How do we do this? No mystery, we are in reality and so we in an ecological interplay with our enviorments. THe environment isnt, in cartesian terms, an evil daemon -- it doesnt lie, and doesnt tell the truth. What it does do is act reliably in reaction to us.

Via these means we explain.

sidebar

"If reasoning is an abstract pattern, then rice falling to the ground is likewise "reasoning"."

Technically, I think some philosophers over the ages have made that point, and argued that 'rice falling' is reasoning, and the rice is 'wanting' to be closer to the 'earth' or some such thing. It does sound wacky. Think Leibniz and monads made some argument like that.

And the various takes on 'Will to Power', Schopenhauer argued the will is a blind force. We don't have control of our own thoughts.

I think you are still giving humans too much credit for this aspect of 'cognition'.

"A man can do what he wills, but he cannot will what he wills." Schopenhauer

schopenhaur's idealism is indeed very similar, as is all idealism to this computational mysticism.

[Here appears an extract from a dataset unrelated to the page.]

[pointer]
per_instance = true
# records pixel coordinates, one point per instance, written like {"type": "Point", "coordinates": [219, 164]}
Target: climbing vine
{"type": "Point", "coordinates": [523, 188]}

What none in this tradition considered possible is that the world exists; each reduced it down to a purely formal pattern one way or another.

Thankfully today we treat mental illness, and derealisation and depersonalisation and raised to this status.

I operate in a framework where there's a world and we're in it, and it is one way and not another, and the way it is arises from spatio-temporal properties that arent equivalent because the symbols we use in models of them are isomorphic.

In otherwords, I have passed through my phase of insanity and arrived back into the world where the grass is green because it is green; and the chair heavy, because it is massive,.